No cóż, Kolego. Jestem przekonany, że nie będzie to miało miejsca. Z różnych powodów. I nie warto ich wszystkich tutaj przytaczać. Wystarczy jeden – koszt. Przypomnę, że nie jest to aktualizacja darmowa.

Wracając do Auro.

Dobrym przykładem, prezentującym różnicę między Auro-3D, a 2D jest jeden z fragmentów filmów, zawartych na płycie „AURO-3D 2014 Demonstration Disc”. Chodzi o fragment filmu „Turbo”. Tak, to ta kreskówka o ślimakach. ;) A chodzi o scenę, gdzie główny bohater, ślimak o imieniu Turbo, spogląda w nocne niebo. Widzi świecący punkt, który stopniowo przybliżając się, powiększa się, aby przeistoczyć się w potężnego, czterosilnikowego odrzutowca przelatującego nad naszą głową. Efekt dźwiękowy jest niesamowity. Nad głową przewala się wręcz lawina dźwięku ścieląc całą szerokość sufitu. Szerokość sceny dźwiękowej jest tak duża, że wydaje się, iż boczne ściany ograniczają jej rozmiar. Co nie znaczy, że Atmos, nie przedstawiłby tej sceny nie mniej spektakularnie. Tyle tylko, że z pewnością inaczej – głośniki przednie sufitowe, zamiast górnych przednich. Często jest też tak, że tego typu efekty ograniczone zostają szerokością rozstawu głośników między sobą. Ale tutaj, oprócz głośników frontowych, mamy jeszcze głośniki górne przednie, co na pewno potęguje efekt. Tyle, że to tryb 3D. W opcji 2D, jest troszkę słabiej. Dźwięk stał się delikatnie wycofany, lekko stłumiony i zawężony, już nie tak podniosły i dobitny. Niemniej jednak, robiący wciąż wrażenie. Lecz, wbrew pozorom, nie jest to aż tak duża różnica, jak moglibyśmy się spodziewać po braku górnych głośników.
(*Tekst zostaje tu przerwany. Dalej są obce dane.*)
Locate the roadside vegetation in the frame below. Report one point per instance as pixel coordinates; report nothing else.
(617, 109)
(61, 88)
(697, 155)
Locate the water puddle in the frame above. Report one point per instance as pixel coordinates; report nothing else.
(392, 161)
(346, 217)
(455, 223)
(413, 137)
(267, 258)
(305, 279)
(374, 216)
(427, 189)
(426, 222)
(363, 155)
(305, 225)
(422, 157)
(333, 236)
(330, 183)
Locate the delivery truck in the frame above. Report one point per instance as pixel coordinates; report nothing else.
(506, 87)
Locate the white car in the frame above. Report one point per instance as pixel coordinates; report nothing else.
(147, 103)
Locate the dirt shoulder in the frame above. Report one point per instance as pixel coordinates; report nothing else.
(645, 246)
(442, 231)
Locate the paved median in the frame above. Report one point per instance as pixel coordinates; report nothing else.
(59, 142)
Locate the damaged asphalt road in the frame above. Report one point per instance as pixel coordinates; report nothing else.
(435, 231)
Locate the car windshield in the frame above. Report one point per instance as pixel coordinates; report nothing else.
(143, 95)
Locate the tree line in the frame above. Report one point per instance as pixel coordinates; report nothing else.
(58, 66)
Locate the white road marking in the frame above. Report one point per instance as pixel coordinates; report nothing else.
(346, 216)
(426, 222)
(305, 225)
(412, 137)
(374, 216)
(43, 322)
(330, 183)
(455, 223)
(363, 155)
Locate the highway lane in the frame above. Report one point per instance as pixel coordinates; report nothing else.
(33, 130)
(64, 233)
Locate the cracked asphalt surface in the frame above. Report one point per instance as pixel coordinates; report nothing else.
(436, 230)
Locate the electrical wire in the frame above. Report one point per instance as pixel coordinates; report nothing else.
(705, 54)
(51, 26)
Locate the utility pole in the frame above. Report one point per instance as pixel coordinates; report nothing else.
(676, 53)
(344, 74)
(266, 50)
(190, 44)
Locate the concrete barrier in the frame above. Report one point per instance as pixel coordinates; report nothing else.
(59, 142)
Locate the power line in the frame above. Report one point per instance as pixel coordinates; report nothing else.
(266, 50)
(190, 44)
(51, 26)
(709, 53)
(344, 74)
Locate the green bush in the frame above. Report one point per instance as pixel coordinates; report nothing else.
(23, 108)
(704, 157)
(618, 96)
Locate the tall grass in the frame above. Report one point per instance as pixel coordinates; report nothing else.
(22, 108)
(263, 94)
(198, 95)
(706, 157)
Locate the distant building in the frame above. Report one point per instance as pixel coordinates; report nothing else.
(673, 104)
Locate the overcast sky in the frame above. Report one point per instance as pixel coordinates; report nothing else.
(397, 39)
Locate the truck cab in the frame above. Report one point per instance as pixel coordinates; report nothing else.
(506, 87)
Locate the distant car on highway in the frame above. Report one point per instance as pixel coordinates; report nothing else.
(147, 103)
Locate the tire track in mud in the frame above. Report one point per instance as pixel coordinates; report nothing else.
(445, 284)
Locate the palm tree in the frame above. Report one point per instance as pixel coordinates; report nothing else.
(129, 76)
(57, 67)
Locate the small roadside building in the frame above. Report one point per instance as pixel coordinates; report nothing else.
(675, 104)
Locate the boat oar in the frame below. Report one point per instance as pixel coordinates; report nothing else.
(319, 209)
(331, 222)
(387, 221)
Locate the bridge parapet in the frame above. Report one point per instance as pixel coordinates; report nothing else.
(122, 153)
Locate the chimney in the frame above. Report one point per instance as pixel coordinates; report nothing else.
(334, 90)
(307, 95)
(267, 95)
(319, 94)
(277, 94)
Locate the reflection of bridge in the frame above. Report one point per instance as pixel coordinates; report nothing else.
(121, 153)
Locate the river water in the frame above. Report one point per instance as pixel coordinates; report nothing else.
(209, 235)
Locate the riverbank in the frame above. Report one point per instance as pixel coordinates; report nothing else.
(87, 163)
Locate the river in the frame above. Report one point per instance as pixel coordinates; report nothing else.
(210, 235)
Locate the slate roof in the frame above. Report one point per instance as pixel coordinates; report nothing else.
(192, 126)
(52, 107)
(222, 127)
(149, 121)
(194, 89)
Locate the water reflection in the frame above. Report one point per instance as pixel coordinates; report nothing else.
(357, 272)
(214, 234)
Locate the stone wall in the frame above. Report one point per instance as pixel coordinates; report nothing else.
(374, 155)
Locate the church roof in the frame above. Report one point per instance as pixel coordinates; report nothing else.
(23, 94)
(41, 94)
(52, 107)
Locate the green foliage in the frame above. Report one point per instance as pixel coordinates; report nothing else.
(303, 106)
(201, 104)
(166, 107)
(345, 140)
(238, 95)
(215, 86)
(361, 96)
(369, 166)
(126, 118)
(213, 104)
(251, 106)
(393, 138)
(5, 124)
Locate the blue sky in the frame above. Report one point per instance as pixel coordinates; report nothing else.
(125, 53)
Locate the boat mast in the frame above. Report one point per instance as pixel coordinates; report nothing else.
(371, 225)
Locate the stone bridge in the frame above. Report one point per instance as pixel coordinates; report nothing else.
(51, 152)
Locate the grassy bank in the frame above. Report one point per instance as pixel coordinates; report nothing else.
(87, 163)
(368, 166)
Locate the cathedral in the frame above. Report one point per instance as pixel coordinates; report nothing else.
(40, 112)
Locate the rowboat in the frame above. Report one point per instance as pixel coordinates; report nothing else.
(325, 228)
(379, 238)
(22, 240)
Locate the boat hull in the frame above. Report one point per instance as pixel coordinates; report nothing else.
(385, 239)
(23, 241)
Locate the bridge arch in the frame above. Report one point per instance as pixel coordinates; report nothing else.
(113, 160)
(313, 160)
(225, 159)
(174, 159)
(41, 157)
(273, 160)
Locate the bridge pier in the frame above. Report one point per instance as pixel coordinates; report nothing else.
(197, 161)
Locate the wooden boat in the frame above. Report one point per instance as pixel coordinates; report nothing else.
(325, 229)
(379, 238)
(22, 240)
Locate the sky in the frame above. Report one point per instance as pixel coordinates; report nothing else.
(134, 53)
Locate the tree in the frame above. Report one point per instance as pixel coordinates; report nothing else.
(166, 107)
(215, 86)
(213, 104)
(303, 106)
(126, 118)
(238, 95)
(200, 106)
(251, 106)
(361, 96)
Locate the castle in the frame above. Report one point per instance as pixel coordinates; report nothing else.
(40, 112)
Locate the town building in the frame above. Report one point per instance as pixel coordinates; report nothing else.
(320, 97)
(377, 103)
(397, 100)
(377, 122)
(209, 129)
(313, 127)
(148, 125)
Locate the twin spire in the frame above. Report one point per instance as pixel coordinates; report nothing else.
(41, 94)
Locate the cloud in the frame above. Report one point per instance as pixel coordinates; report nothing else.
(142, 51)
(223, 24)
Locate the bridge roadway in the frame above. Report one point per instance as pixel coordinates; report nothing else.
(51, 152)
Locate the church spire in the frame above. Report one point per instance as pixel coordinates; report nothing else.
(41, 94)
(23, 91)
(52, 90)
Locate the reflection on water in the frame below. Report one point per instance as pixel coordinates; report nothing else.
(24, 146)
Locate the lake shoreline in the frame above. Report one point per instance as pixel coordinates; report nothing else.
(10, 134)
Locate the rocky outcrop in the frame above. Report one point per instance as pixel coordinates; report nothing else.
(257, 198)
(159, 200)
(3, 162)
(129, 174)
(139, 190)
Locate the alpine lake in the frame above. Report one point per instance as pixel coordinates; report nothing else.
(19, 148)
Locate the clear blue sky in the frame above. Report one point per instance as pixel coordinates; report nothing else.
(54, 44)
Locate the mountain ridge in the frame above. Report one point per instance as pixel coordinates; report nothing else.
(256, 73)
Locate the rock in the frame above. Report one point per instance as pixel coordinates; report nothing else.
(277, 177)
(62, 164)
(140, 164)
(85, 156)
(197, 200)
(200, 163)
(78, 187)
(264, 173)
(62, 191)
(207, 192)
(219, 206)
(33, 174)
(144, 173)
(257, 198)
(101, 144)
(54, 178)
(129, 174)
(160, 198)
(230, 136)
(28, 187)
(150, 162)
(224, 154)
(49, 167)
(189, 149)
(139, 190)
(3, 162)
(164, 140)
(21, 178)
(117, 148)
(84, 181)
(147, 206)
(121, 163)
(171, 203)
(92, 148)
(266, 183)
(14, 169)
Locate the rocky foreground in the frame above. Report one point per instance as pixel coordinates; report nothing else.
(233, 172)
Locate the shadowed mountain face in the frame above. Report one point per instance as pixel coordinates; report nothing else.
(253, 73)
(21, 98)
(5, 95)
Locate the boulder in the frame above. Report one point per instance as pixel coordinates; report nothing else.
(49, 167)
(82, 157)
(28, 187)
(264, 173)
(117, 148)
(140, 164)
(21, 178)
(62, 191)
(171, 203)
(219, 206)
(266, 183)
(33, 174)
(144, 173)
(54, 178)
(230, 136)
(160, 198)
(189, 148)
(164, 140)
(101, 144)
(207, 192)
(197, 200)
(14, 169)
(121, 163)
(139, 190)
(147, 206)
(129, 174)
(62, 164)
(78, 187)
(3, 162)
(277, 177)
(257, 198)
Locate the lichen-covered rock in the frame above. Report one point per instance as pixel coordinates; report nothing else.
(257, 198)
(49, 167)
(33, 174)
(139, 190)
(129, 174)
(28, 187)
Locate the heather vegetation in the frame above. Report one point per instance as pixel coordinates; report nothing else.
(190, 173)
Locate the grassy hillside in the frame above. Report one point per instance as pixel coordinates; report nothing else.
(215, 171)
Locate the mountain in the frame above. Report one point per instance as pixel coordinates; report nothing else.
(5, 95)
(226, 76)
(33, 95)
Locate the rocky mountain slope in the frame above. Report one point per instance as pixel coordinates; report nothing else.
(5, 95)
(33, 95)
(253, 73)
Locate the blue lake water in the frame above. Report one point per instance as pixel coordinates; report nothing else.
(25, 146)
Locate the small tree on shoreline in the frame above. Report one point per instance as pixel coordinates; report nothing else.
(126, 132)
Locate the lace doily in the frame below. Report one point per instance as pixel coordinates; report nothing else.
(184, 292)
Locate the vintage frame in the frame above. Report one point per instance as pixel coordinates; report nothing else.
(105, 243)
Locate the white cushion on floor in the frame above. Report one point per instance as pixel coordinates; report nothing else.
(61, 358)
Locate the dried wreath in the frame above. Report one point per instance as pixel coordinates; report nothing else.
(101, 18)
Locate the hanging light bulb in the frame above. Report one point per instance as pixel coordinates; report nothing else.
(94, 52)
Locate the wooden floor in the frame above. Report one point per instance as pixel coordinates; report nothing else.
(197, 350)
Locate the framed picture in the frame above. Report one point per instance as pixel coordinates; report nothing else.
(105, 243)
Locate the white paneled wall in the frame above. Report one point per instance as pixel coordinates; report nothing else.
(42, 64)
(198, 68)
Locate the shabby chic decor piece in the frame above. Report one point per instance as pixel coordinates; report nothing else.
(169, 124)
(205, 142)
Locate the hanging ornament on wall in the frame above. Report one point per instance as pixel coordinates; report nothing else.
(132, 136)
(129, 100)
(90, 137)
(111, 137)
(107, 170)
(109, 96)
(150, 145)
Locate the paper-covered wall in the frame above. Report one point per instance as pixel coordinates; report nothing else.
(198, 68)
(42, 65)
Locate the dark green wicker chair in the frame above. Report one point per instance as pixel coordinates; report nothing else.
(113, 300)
Jednak wychwytywalna.
Proszę też pamiętać, że swoje doświadczenia opisałem na konfiguracji 9.1. Optymalną jest 10.1. Do pełni zadowolenia czeka mnie jeszcze zakup przynajmniej monofonicznej końcówki mocy i głośnika, który zasili kanał sufitowy (Top), zwany też Głosem Boga – VOG. I to będzie ostateczność i maksymalne wykorzystanie obecnego amplitunera w Auro.

Na zakończenie, chciałbym przedstawić możliwości „współpracy” między poszczególnymi formatami.
Prezentuje to poniższe zestawienie.

Płyta w formacie Atmos:
Stereo
Dolby True-HD
Dolby Atmos/Surround
Dolby True-HD A-DSX(Height)
Auro-3D
Auro-2D-Surround
Multi Ch Stereo
Virtual

Płyta w formacie Auro:
Stereo
DTS-HD MSTR
DTS-HD + Neural:X
DTS-HD MSTR A-DSX(Height)
Auro-3D
Auro-2D Surround
Multi Ch Stereo
Virtual

Płyta w formacie Audio CD:
Stereo
Dolby Surround
DTS Neural:X
Auro-3D
Auro-2D Surround
Multi Ch Stereo
Virtual

Płyta w formacie DTS-HD MSTR:
Stereo
DTS-HD MSTR
DTS-HD + Neural:X
DTS-HD MSTR A-DSX(Height)
Auro-3D
Auro-2D Surround
Multi Ch Stereo
Virtual

Płyta w formacie DTS:X:
Stereo
DTS:X MSTR
Multi Ch Stereo
Virtual

Największe zaskoczenie przyniósł format DTS. Niby ta sama rodzina, a jednak. Jak widać, płyty formatu DTS:X są stworzone właściwie same dla siebie. Nie ma możliwości, aby można było odtworzyć je przez inny kodek, jak tylko swój własny. Taki samolub. ;) Natomiast Auro okazał się najwszechstronniejszym z nich wszystkich. Praktycznie możemy przepuścić przez niego wszystko.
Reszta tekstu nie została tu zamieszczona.